I know, as of late, I have only posted things of interest or pictures. I keep having to remember that a blog is NOT a journal.. There are some things that need to be kept close to your heart.. things that the whole world doesn't need to know. But I will say, without giving too much detail, that the past 6 months have been some of the hardest times of my life. I've been clinging to God for strength to even get up in the morning.. There are some days I wonder how I even made it through. I know he's been carrying me. Everything has been weighing me down until it culminated and came to a point of crisis where I finally burned out this weekend..
Satan has been doing a number on me in the condemnation and shame department. I catch myself thinking thoughts that I know aren't my own. "You're stupid. You're crazy. You mess everything up. You're a failure." That's totally demonic and not of God. But I was so weak, I actually started to believe the lies last Saturday night. I have failed in a major way, and I haven't been able to forgive myself yet. I'm already naturally hard on myself, so it's been even harder for me to hold fast to God's Word and meditate on how He really views me. I don't feel any disappointment from Him in our times together. I don't feel that He is looking on with disdain. He feels my pain and aches for me.. He wishes I could see myself the way He does.
So Saturday night, I pretty much cried all night and barely slept. I was so tempted to call in "sick" Sunday morning. The thought of facing everyone and ministering when I felt so inadequate and weak terrified me to my core. I felt paralyzed and unable to move. Marc and my dad helped me, but ultimately it was my decision to step out in faith. My dad drove me to church because I was so tired, and he prayed with me the whole way there. It was apparent to everyone I had spent the night crying. My eyes were puffy and no amount of makeup could cover the bags under my eyes. My dad told me that by me coming in spite of how I felt, it was saying that I have faith that God is able. It wasn't letting the enemy win.
I broke down in the beginning of worship. It was embarrassing, but I think it set the tone. It's good for a congregation to see the worship leader be broken before God and to be real and transparent. We had an anointed time in worship that ended with an altar call, and God literally carried me through. My voice was gone yet all of a sudden I could sing. It was all Him.. He knew I was putting my trust in Him, and not once has he let me down. In the bigger picture, it wasn't about me on Sunday. It was about all of the people coming in who are suffering far greater than I am. They needed to experience God's healing presence in worship, and the enemy was trying to keep that from happening by oppressing me and trying to make me forget who I am.

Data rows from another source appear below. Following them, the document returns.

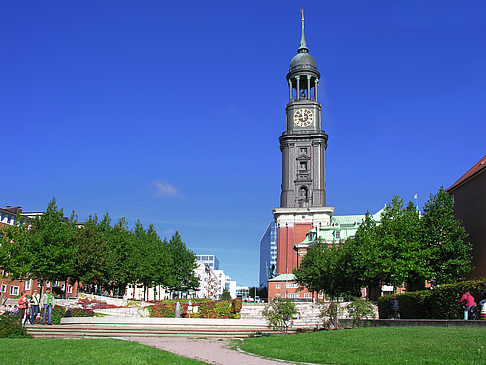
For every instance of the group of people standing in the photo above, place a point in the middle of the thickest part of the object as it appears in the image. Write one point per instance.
(469, 303)
(29, 308)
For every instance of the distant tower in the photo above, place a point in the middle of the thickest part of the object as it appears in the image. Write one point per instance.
(303, 144)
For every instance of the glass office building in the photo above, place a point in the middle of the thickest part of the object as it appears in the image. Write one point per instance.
(268, 254)
(211, 260)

After service, someone came up to me that I had prayed for the week past. She was excited to tell me that what I prayed for was answered in a mighty, almost impossible way. This past Sunday showed me that even though I fail daily, God uses me in my brokenness. It's when I'm weak that He is truly strong because then I'm not relying on myself but only on Him. I'm still broken and I'm still being healed, but I won a huge battle this past weekend and I'm proud of myself. To any ministers who are reading this or anyone who is growing weary in what God has called you to, just put one foot in front of the other and don't give up. He will go before you and carry you through it if necessary. Keep your eyes fixed on Him and never forget who you really are, a child of the most high God.